Japan-South Korea dispute over the statue again


Relations between Japan and South Korea are not going well. The recent onset of this monogamy is due to the resurgence of some unresolved issues between the two countries. Japan’s tightening of export controls and South Korea’s accusation of accusing Tokyo in the WTO as a measure have further strained the relationship.

Earlier last year, South Korea’s Supreme Court ordered compensation to several Japanese companies for employing Korean people in forced labor during World War II. Japan refused to comply with the order. According to them, the agreement signed during the establishment of diplomatic relations between the two countries in 1975 has resolved all the issues of the past. Apart from this, Japan also paid compensation. But South Korea is reluctant to accept that argument.

Another reason for the ongoing dispute between the two countries is the recruitment of Korean young women to provide compulsory sex services in the name of providing entertainment services to the war-torn Japanese royal army. Some of those women are still alive. They are commonly known as Comfort Women. South Korea alleges that Japan never apologized for its past misdeeds and did not compensate those women. Japan, on the other hand, says it has taken some steps with South Korea to resolve the issue, which demonstrates Japan’s willingness to resolve the issue. But South Korea doesn’t think so.

History is a very complex subject in international relations. From 1910 until the defeat of Japan in World War II, the Korean Peninsula was a Japanese colony. There is no doubt that Japan, as a colonial ruler, took a number of oppressive measures in Korea. However, in the post-war period, when both Japan and South Korea came under the same sphere of influence of the United States, those issues of the past were temporarily suppressed. Apart from this, South Korea has been under military rule for a long time and the military dictators have kept these complex issues hidden for their own benefit. However, after South Korea’s return to democracy in the late 1980s, many of these pressing issues resurfaced. In that context, new tensions arose between the two neighboring countries. The problem of sex slavery is the result of that continuity.

South Korean public opinion strongly opposes the Japanese position. And so there is no chance for any democratically elected government to take steps to solve the problem.

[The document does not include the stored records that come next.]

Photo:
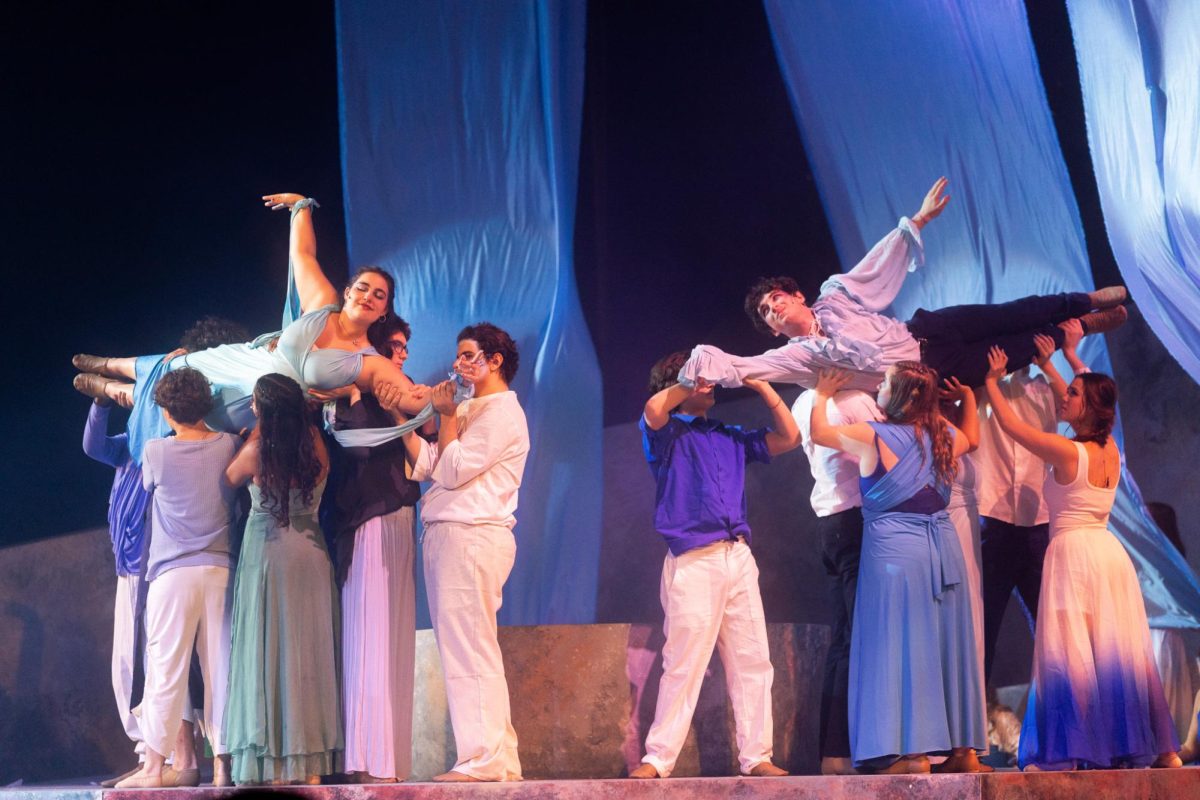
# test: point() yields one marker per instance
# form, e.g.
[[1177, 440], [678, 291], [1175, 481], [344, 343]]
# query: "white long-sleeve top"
[[834, 473], [475, 479], [855, 335], [1009, 476]]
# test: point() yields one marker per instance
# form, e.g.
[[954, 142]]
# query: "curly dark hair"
[[376, 326], [665, 372], [185, 394], [213, 331], [1099, 407], [757, 289], [493, 340], [379, 335], [915, 402], [287, 455]]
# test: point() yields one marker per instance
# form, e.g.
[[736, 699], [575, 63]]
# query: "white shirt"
[[477, 477], [1009, 476], [834, 473], [856, 335]]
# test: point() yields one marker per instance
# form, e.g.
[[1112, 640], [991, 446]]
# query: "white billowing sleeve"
[[490, 437], [876, 280], [796, 362], [425, 461]]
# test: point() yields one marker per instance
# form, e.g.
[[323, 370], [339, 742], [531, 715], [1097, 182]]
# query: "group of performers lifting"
[[889, 426]]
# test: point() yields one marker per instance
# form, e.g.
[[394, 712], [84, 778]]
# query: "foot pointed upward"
[[1102, 322], [1108, 296]]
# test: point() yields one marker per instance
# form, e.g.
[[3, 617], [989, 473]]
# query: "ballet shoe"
[[1102, 322], [765, 769], [84, 362], [1108, 296], [456, 777]]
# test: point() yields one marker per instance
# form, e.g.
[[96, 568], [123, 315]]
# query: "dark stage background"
[[141, 137]]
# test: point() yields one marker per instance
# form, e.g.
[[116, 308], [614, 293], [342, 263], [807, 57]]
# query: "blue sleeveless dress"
[[915, 681]]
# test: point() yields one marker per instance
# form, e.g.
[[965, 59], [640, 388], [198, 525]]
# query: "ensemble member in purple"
[[846, 329], [709, 587], [189, 566]]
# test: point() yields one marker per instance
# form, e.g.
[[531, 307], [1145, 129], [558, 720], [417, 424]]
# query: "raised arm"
[[785, 434], [876, 280], [1055, 450], [313, 287], [970, 422], [857, 439], [1045, 347]]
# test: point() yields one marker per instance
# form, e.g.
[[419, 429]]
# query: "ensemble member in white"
[[189, 572], [1096, 698], [475, 470], [709, 588], [837, 501]]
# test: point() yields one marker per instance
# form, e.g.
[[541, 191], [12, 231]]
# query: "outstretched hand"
[[831, 379], [1045, 348], [281, 200], [997, 364], [933, 204]]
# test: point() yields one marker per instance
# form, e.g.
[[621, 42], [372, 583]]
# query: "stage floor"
[[1097, 785]]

The government here seems to be hostage to public opinion. The people of South Korea are so upset with Japan’s stance on the sex trade problem that a few years ago, a civic group erected a statue of a girl representing sex workers outside the Japanese embassy in Seoul, regularly carrying flowers.

The Japanese authorities, on the other hand, formally protested to South Korea, calling it a violation of diplomatic etiquette. Later, however, a statue of a girl in a chair was erected in the open space opposite the Japanese consulate building in Busan, South Korea’s second-largest city. Although Japan sees the move as provocative, the majority of South Koreans do not think so.

The latest addition to the protest process in South Korea is a pair of statues called “Eternal Atonement.” Which was recently planted in the Korean Botanical Garden in the northeastern city of Pyongyang. Here also a girl is seen sitting in a chair. However, there is another idol in front of the girl. A man kneeling and apologizing. Although he is seen as a seemingly innocent figure, a closer look at the man reveals that the man is none other than Japanese Prime Minister Shinzo Abe.

The manager of the privately-owned park, however, told the media that the statue was not built with the Japanese leader in mind. It is a work of art, a painful chapter of South Korea’s past, but there is no political motive behind it. However, the Japanese government is reluctant to accept this explanation.

South Korean media, however, say that the artist has portrayed the Prime Minister of Japan there. A sculptor was quoted as saying that what the statue was trying to convey was that forgiveness was possible only if Japan expected atonement.

Japan’s Chief Cabinet Secretary Yoshihide Suga told a news conference on Wednesday that reports of the “permanent atonement” image in the media could hurt relations between the two countries if it is accurate. As a result, South Korea’s move may not be acceptable under internationally acceptable standards of courtesy.

On the other hand, the South Korean government says that interfering in any private initiative is against the position of the democratic government, although the government does not deny that it has complied with the internationally recognized courtesy of foreign leaders. So the different positions of the two countries on explanatory analysis are adding to the complexity and the already strained bilateral relationship may further complicate the matter of this figure. It is not desirable for anyone in the economic crisis in the Corona region.